The plain extending from the Lunde to the town of Casembe is level, and studded pretty thickly with red anthills, from 15 to 20 feet high.  Casembe has made a broad path from his town to the Lunde, about a mile-and-a-half long, and as broad as a carriage-path.  The chief’s residence is enclosed in a wall of reeds, 8 or 9 feet high, and 300 yards square, the gateway is ornamented with about sixty human skulls; a shed stands in the middle of the road before we come to the gate, with a cannon dressed in gaudy cloths.  A number of noisy fellows stopped our party, and demanded tribute for the cannon; I burst through them, and the rest followed without giving anything:  they were afraid of the English.  The town is on the east bank of the Lakelet Mofwe, and one mile from its northern end.  Mohamad bin Saleh now met us, his men firing guns of welcome; he conducted us to his shed of reception, and then gave us a hut till we could build one of our own.  Mohamad is a fine portly black Arab, with a pleasant smile, and pure white beard, and has been more than ten years in these parts, and lived with four Casembes:  he has considerable influence here, and also on Tanganyika.

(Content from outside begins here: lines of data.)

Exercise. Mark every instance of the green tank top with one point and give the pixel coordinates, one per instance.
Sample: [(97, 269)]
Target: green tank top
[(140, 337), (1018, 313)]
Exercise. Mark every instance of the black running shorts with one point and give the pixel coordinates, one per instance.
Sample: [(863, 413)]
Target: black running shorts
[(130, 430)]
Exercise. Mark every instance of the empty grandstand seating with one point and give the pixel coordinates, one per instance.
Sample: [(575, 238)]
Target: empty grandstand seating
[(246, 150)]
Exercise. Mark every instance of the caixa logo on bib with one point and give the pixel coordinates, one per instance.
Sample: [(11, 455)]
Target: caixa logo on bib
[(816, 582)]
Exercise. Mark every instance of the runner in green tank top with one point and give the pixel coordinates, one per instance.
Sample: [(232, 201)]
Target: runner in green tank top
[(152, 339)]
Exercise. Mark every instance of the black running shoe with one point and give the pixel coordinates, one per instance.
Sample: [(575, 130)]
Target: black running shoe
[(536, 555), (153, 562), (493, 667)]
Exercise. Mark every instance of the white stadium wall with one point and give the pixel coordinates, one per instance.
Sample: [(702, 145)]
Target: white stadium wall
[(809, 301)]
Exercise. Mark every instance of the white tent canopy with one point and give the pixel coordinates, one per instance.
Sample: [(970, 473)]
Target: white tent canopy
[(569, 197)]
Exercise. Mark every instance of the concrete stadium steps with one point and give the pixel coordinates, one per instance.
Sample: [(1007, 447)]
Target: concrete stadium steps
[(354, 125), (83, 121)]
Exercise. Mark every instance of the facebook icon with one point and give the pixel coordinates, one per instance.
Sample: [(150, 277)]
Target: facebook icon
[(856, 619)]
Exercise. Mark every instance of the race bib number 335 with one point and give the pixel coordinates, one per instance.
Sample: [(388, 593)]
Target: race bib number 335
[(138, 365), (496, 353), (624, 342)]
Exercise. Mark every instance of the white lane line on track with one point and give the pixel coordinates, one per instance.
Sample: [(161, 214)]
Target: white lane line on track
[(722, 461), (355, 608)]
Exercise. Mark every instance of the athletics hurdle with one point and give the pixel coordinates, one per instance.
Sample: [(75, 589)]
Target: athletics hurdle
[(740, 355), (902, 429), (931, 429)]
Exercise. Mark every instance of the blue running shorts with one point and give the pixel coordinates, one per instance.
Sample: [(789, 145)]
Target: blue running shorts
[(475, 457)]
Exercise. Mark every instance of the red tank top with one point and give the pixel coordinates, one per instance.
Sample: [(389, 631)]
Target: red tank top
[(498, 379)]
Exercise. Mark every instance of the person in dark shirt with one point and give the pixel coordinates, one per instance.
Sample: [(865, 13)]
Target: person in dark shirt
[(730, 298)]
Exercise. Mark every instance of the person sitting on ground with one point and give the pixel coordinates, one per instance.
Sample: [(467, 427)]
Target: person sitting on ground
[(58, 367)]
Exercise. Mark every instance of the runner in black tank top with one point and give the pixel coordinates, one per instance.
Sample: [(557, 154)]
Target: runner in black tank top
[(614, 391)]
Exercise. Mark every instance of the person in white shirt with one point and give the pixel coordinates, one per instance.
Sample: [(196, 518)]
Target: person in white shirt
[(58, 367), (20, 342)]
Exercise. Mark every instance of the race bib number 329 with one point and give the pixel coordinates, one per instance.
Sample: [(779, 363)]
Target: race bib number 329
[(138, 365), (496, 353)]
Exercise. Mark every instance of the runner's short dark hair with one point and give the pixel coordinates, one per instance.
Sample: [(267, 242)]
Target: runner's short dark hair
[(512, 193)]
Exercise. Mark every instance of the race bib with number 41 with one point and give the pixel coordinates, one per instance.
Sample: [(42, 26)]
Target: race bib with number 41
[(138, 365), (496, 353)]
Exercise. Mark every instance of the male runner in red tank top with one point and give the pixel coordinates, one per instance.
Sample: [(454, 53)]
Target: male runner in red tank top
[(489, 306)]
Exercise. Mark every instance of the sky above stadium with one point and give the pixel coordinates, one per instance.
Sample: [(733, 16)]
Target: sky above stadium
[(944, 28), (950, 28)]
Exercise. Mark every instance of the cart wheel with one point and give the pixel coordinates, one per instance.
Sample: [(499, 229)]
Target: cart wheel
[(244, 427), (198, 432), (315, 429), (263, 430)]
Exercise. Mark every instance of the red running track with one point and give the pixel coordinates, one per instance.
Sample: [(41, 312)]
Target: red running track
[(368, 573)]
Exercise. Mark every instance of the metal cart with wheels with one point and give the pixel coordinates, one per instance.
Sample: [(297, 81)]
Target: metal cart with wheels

An Arab trader, Mohamad Bogharib, who arrived seven days before us with an immense number of slaves, presented a meal of vermicelli, oil, and honey, also cassava meal cooked, so as to resemble a sweet meat (I had not tasted honey or sugar since we left Lake Nyassa, in September 1866):  they had coffee too.

Neither goats, sheep, nor cattle thrive here, so the people are confined to fowls and fish.  Cassava is very extensively cultivated, indeed, so generally is this plant grown, that it is impossible to know which is town and which is country:  every hut has a plantation around it, in which is grown cassava, Holcus sorghum, maize, beans, nuts.

Mohamad gives the same account of the River Luapula and Lake Bemba that Jumbe did, but he adds, that the Chambeze, where we crossed it, is the Luapula before it enters Bemba or Bangweolo:  on coming out of that Lake it turns round and comes away to the north, as Luapula, and, without touching the Mofwe, goes into Moero; then, emerging thence at the north-west end it becomes Lualaba, goes into Rua, forms a lake there, and afterwards goes into another lake beyond Tanganyika.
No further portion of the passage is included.